В дальнейшем нужно сказать, что за этим словом не скрывается никакое намерение, направленное против Востока. Страх, который царит сегодня на планете, во многом вдохновлен Востоком. Этот страх выражается в мощной гонке вооружений, как в материальной, так и в духовной области. Но как бы это ни было заметно, речь идет, все же, не об основном мотиве, а о последствии международного положения. Русские находятся в таком же затруднительном положении, как все другие, еще сильнее, вероятно, в своем изгнании, если использовать страх как мерило. Однако, страх нельзя уменьшить с помощью вооружения, а только путем нахождения нового доступа к свободе. В этом отношении русские и немцы еще много должны будут сказать друг другу; у них обоих похожий опыт. Уход в лес — это и для русского тоже центральная проблема. Как большевик он находится на корабле, как русский — он в лесу. Его угроза и его безопасность определяются этим соотношением.
Это намерение вообще не ориентируется на политико-технические передние планы и их группировки. Они проходят мимолетно, тогда как угроза остается, даже возвращается быстрее и сильнее. Противники становятся настолько похожими друг на друга, что в них нетрудно угадать разные переодевания одной и той же силы. Речь идет не о том принуждать появление здесь или там, а о том, чтобы усмирить время. Это требует суверенитета. И его сегодня можно найти не столько в больших решениях, сколько в человеке, который внутри себя отрекается от страха. Огромные мероприятия направлены против него одного, и, тем не менее, они, в конечном счете, предопределены для его триумфа. Это познание освобождает его. Тогда диктатуры обращаются в прах. Здесь лежат едва ли исследованные резервы нашего времени, и не только нашего. Эта свобода — это тема истории вообще и отграничивает ее: здесь против царств демонов, там против только зоологического развития событий. Это подготовлено в образах мифов и религии и всегда возвращается, и всегда великаны и титаны появляются с той же самой преобладающей мощью. Свободный человек поражает их, он не всегда должен быть князем и Гераклом. Камня из пастушьей пращи, знамени, которое подхватила дева, и арбалета уже бывает достаточно.
18
Здесь уместен другой вопрос. Насколько свобода желательна, даже вообще рациональна в пределах нашего исторического положения и его своеобразия? Разве особенная и легко недооцениваемая заслуга человека этого времени состоит как раз не в том, что он может в большом объеме отказаться от свободы? Во многом он подобен солдату на марше к неизвестным ему целям или рабочему во дворце, который заселят другие; и это не самый плохой аспект. Нужно ли отклонять его до тех пор, пока происходит движение?
Тот, кто стремится найти рациональные черты у развития событий, которое связано с такими большими страданиями, превращается в камень преткновения.

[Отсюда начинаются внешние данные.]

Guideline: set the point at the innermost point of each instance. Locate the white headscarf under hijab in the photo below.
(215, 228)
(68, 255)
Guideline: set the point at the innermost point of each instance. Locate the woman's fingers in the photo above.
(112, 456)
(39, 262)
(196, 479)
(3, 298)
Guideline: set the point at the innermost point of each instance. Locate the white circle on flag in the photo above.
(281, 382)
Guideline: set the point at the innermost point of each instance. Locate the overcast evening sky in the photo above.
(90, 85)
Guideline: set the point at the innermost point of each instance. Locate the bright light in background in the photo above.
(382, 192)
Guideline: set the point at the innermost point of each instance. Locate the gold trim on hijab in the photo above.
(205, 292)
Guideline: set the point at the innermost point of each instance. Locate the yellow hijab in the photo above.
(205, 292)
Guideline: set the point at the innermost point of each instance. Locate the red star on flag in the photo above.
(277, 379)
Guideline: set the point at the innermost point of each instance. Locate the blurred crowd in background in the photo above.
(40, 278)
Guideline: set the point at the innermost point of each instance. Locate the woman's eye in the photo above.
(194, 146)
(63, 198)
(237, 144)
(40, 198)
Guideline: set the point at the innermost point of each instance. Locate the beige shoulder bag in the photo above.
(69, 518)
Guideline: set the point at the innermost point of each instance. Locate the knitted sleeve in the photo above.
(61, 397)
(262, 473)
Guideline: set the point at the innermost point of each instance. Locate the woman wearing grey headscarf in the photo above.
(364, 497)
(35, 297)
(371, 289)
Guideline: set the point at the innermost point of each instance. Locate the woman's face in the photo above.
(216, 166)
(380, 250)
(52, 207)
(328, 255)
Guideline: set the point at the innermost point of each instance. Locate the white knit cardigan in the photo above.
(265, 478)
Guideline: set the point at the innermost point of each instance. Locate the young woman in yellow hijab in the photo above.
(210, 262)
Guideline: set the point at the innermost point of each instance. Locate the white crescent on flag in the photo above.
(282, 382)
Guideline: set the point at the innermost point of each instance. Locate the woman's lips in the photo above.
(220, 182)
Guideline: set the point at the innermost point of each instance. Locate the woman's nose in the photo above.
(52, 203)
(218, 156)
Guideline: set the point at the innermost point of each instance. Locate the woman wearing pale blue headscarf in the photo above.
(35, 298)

Тем не менее, все прогнозы, которые основываются на чистом настроении гибели, неверны. Мы скорее проходим через ряд все более отчетливых картин, все более ясных форм. И катастрофы тоже едва ли прерывают дорогу, скорее, они сокращают ее во многом. Нет сомнения, что цели есть. Миллионы увлечены этими целями, живут так, что было бы невыносимо без этой перспективы, и что нельзя объяснить одним лишь принуждением. Жертвы, вероятно, будут увенчаны, пусть поздно, но они, все же, не будут напрасными.
Мы касаемся здесь необходимого, судьбы, которая определяет тип рабочего. Родов никогда не бывает без боли. Процессы продолжатся, и, как в каждой судьбоносной ситуации, все попытки задержать их и возвратить на исходный рубеж скорее будут им содействовать и помогать набрать скорость.